This 36mm pilot‘s watch features a rapid-advance date display and a slightly recessed inner circle, giving the dial a sense of structure and depth. The mechanical 35111-calibre automatic movement is enclosed in a soft-iron inner case for increased protection against magnetic fields and gives you a power reserve of 42 hours. This is everything you would expect in a pilot watch but packed into a more versatile face.
The Piaget Altiplano Watch is not only small at 38mm in diameter but it also holds the world record for being the thinnest watch in production. Standing in at 3.65mm thick, the watch is a masterpiece of design and engineering as the entire mechanism and hand system are contained within the thickness of the balance. Faced with the challenge of this highly reduced space, Piaget designed a suspended barrel, attached by a single bridge on the dial side.
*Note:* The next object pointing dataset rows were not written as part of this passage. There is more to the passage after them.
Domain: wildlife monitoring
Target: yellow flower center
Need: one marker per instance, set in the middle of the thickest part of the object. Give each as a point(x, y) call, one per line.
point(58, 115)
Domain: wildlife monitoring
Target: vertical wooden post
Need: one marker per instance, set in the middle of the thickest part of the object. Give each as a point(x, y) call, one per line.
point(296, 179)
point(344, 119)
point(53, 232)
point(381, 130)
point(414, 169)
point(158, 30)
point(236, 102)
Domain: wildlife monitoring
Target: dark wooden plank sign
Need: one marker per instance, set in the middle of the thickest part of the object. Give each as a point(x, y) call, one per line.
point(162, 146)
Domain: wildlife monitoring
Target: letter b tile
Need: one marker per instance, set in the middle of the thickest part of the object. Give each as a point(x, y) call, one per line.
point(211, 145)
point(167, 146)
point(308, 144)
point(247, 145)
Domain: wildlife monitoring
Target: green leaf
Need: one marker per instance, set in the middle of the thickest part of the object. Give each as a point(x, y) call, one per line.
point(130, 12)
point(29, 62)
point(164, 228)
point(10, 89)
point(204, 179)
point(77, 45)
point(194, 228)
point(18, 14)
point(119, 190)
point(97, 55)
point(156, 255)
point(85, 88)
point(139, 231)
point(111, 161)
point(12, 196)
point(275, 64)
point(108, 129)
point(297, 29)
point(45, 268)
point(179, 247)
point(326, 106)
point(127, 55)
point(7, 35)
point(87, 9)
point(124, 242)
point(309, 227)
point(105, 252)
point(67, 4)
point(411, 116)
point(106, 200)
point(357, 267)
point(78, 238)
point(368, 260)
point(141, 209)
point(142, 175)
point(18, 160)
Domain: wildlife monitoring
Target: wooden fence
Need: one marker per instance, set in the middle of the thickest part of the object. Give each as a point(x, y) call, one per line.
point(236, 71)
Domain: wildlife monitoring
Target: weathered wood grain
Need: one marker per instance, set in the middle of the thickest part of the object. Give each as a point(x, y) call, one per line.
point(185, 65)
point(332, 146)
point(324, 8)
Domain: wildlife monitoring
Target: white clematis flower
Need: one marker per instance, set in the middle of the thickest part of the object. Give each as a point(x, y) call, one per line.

However, this unusual system does nothing to hamper the mechanism’s capacity, as the ultra-thin Piaget Altiplano 38mm 900P still puts out a power reserve of around 48 hours.
A brilliant tribute to Omega’s rich maritime heritage, this 38mm model of the Seamaster Aqua Terra has a symmetrical case, crafted from 18K Sedna gold and stainless steel, with a wave-edged design featured on the back. Further inspired by the wooden decks of luxury sailboats, the blue dial displays horizontal teak wood patterns. Powered by the Omega Master Chronometer Calibre 8800, this timepiece is presented on a blue leather strap and its indexes are filled with white Super-LumiNova for extra clarity underwater.
Inspired by the very first Hublot timepieces created in the early 1980s, the Classic Fusion line is smaller than the brand’s watches that we are used to. With the option of 45mm, 38mm or 33mm in size, the watch features a rounded case with a bezel fastened by visible screws and signature rubber strap. The HUB1112 Self-winding Movement is encased in a polished and Satin-finished Titanium frame and packs 42 hours of power reserve.
The 32mm Black Bay is a stunning tribute to the TUDOR divers’ watches of the past 60 years, blending traditional aesthetics and contemporary watchmaking. Waterproof to 150 metres, the self-winding mechanical movement is framed in a steel case with alternate polished and satin finish. Like other models in the Black Bay line, the 32 features a dial inspired by the Tudor divers’ watches of the 1950s and adopts the characteristic angular hands known to collectors as “snowflake” which appeared in Tudor’s 1969 catalogue. The Black Bay 32 comes in either a blue or black lacquered dial with a choice of a steel bracelet, a leather strap with a folding clasp, or a black fabric strap.